Monday, June 16, 2014

Come Into My Facebook Page Said The Dressmaker To The Hacker

Hacking is not all that sophisticated in every instance. The easiest way for a hacker to get into your accounts is by having you let him/her in (usually it's him so let's make this simple). He knocks and you open.

That is how Justin Brown lost control of his Facebook page, where his clients would come to find out about his services and then contact him for fashion design and apparel.

Mr. Brown was wondering if he was reaching his target audience so he contacted Facebook. An e-mail came back to him with instructions on altering his page settings, and he thought it was Facebook trying to fix his problem. As it turned out, the hacker sent him a scam e-mail that appeared to have come from Facebook, the resemblance sufficient to fool Mr. Brown into believing it was real.

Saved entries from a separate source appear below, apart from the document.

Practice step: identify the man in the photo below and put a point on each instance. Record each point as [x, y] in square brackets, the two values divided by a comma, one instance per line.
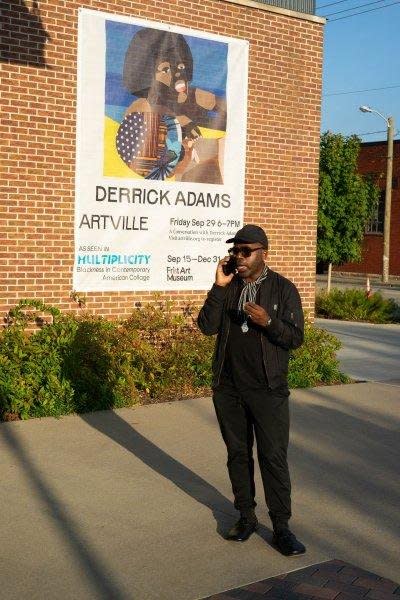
[258, 317]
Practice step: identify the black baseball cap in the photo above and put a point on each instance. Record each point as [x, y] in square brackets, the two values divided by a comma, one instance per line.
[250, 234]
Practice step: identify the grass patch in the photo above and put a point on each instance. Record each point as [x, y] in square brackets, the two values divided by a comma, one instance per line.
[354, 305]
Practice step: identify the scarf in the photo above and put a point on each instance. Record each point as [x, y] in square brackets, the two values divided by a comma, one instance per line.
[249, 292]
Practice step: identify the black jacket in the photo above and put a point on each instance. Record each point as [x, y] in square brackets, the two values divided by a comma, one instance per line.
[280, 298]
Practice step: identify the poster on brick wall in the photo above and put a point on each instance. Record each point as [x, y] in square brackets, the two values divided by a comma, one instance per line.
[161, 144]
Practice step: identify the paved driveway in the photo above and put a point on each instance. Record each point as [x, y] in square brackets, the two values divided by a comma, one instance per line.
[370, 352]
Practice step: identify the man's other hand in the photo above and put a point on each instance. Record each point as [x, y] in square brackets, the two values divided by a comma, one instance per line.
[256, 313]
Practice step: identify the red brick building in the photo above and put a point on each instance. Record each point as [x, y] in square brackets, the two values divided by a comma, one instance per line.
[372, 160]
[38, 86]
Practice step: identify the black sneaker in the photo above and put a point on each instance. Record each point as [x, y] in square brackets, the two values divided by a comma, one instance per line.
[242, 530]
[287, 543]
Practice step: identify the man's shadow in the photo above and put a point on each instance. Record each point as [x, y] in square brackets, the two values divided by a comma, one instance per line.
[23, 34]
[113, 426]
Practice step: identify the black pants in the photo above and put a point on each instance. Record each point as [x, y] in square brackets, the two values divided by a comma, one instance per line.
[265, 413]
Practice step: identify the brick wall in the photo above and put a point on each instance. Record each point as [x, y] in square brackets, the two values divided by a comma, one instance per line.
[372, 159]
[38, 84]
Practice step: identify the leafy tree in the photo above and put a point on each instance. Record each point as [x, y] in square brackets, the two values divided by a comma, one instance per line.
[346, 201]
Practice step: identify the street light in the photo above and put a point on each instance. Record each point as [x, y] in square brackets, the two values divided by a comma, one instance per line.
[388, 192]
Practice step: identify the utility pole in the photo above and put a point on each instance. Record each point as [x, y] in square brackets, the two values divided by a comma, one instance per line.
[388, 200]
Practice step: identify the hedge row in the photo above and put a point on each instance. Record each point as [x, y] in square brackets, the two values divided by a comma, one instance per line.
[75, 364]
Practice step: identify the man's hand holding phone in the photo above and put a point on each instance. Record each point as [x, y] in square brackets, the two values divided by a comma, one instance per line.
[225, 271]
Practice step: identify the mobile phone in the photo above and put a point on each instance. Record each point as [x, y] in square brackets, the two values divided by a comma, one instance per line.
[230, 266]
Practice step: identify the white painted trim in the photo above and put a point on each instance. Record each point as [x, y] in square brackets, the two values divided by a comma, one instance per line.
[278, 10]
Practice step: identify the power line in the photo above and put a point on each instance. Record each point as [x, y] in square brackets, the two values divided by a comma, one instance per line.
[371, 132]
[355, 7]
[331, 4]
[387, 87]
[362, 12]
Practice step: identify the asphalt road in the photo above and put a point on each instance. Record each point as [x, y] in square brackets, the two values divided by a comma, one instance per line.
[387, 291]
[370, 352]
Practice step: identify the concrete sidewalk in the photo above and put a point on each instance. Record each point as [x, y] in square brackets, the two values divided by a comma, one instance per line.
[132, 504]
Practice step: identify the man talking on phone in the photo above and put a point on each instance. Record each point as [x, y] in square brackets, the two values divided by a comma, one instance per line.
[258, 317]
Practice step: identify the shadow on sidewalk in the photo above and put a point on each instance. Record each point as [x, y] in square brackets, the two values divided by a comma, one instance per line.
[117, 429]
[95, 569]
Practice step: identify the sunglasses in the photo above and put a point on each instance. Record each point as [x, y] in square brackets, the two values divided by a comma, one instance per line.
[245, 251]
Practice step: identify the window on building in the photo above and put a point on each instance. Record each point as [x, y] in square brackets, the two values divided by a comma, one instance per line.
[375, 225]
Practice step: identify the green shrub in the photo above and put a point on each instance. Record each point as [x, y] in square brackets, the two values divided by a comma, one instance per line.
[86, 363]
[315, 362]
[353, 305]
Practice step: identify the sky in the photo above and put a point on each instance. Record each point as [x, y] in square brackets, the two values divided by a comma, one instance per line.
[361, 53]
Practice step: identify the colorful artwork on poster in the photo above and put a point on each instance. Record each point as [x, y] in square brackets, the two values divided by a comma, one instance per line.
[160, 157]
[165, 105]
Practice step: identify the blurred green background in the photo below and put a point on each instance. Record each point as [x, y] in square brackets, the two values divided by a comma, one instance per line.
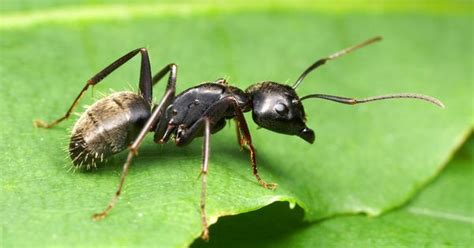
[370, 159]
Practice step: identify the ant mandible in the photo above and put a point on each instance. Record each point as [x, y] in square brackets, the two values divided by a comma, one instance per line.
[123, 119]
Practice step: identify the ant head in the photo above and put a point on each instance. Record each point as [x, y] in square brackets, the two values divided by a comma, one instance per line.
[277, 107]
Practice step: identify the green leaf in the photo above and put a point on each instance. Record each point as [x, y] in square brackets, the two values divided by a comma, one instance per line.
[441, 215]
[368, 158]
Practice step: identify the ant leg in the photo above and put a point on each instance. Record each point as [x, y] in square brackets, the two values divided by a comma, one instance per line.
[205, 162]
[145, 79]
[240, 140]
[215, 113]
[172, 69]
[133, 151]
[247, 139]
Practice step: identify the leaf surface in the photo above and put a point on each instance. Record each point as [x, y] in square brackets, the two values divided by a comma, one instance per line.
[442, 215]
[367, 158]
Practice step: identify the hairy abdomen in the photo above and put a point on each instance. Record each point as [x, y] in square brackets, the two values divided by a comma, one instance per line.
[107, 127]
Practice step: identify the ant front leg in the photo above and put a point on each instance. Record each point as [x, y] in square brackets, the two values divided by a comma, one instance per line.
[245, 140]
[145, 79]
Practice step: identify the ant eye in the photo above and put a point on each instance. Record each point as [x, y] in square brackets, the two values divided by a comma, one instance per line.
[281, 108]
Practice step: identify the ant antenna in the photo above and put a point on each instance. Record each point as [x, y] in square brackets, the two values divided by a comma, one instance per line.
[336, 55]
[353, 101]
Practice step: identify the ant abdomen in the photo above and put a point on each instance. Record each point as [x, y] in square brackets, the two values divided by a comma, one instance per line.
[107, 127]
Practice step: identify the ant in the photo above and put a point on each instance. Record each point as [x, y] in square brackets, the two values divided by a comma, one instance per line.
[123, 119]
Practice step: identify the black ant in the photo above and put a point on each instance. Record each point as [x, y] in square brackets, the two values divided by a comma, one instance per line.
[123, 119]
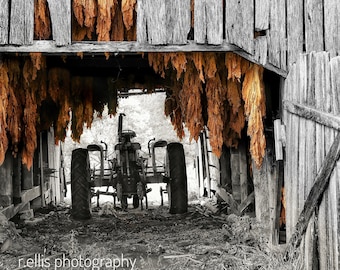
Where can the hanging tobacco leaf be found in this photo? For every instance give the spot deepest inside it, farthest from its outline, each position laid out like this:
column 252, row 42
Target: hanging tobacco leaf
column 255, row 109
column 42, row 22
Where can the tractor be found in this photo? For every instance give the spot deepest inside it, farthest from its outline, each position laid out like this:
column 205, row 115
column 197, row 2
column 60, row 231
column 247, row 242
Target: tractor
column 128, row 173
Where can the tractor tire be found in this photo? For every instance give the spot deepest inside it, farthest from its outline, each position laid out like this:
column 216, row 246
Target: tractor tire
column 80, row 184
column 177, row 188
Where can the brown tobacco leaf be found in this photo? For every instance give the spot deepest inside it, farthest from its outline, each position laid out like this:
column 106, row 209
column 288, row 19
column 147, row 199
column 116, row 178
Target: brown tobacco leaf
column 210, row 66
column 105, row 14
column 179, row 63
column 233, row 63
column 128, row 7
column 254, row 99
column 42, row 22
column 85, row 14
column 190, row 101
column 234, row 95
column 117, row 27
column 30, row 133
column 199, row 61
column 216, row 95
column 4, row 85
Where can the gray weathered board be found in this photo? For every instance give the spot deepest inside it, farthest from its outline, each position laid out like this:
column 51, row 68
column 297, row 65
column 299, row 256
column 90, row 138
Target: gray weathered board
column 21, row 22
column 311, row 104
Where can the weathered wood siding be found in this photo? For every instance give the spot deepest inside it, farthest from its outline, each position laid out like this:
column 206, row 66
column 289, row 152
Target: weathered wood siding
column 4, row 15
column 60, row 11
column 21, row 22
column 313, row 85
column 272, row 33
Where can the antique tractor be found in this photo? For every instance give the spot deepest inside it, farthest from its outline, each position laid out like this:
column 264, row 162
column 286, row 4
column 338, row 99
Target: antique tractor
column 128, row 173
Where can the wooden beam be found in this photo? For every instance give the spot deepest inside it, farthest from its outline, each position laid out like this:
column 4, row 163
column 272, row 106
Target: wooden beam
column 60, row 11
column 50, row 47
column 320, row 184
column 4, row 21
column 262, row 8
column 21, row 22
column 307, row 112
column 208, row 22
column 239, row 23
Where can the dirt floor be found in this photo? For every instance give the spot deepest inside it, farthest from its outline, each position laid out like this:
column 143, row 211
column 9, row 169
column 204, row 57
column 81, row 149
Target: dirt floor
column 148, row 239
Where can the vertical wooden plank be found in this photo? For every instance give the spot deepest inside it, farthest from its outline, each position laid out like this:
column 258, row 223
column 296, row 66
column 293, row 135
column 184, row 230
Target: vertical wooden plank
column 6, row 184
column 314, row 34
column 310, row 247
column 200, row 21
column 332, row 26
column 27, row 178
column 334, row 187
column 225, row 169
column 4, row 19
column 243, row 171
column 261, row 15
column 239, row 24
column 141, row 22
column 320, row 154
column 261, row 50
column 208, row 22
column 178, row 21
column 289, row 151
column 260, row 180
column 200, row 166
column 17, row 180
column 155, row 12
column 235, row 174
column 21, row 22
column 294, row 30
column 303, row 137
column 273, row 187
column 277, row 34
column 60, row 11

He did as directed, making the required changes to his settings, and the next thing he knew, he no longer controlled the page.

Everything he had set up on Facebook to attract clients was suddenly turned into a pornography site, with links to sex videos. Thousands of euro worth of advertising to bring traffic to his page was instead bringing traffic to a hacked page that did not lead to increased business for Mr. Brown. It was money down the drain, with no customers coming in to bring a return on  the advertising investment.

Naturally, everyone who tried to get through to the dressmaker via Facebook could not contact him, and as they knew no other way to contact him than via Facebook, Mr. Brown lost clients. Then there would be those who thought Mr. Brown was not legitimate while the page was, and he lost out on potential clients who would have been upset at being sent to a sex site when they were looking for clothes. For over two weeks he was essentially out of business, without a place in social media to act as his storefront.

The hacker is not making any money off the hacking, which is clearly intended to disrupt a man's life and ruin his business on a lark. The hacker hacked because he could, and so he did, and if an innocent man is hurt, well, it's all great fun isn't it.

Facebook was of little help to Mr. Brown, but then again, so many phishing scams are launched at the website that the administrators are hard-pressed to handle them all. Besides phishing, you'll get disgruntled ex-spouses or former lovers looking to cause trouble, and how can you prove you're not a hacker yourself when you lodge a complaint with Facebook about a hacking?

The social media site can do little more than issue guidance to its users, warning them of phishing scams and suggesting ways to determine if an e-mail is real or not.

Mr. Brown has regained control of his page after contacting a newspaper which in turn contacted Facebook. He will be more cynical in the future, more aware of the dangers of taking things at face value because that is how the hackers operate.

It's a question of looking for the right clues, of always being suspicious and verifying the source of an e-mail before opening it. Trust, but verify? Or is trust gone when it comes to the Internet?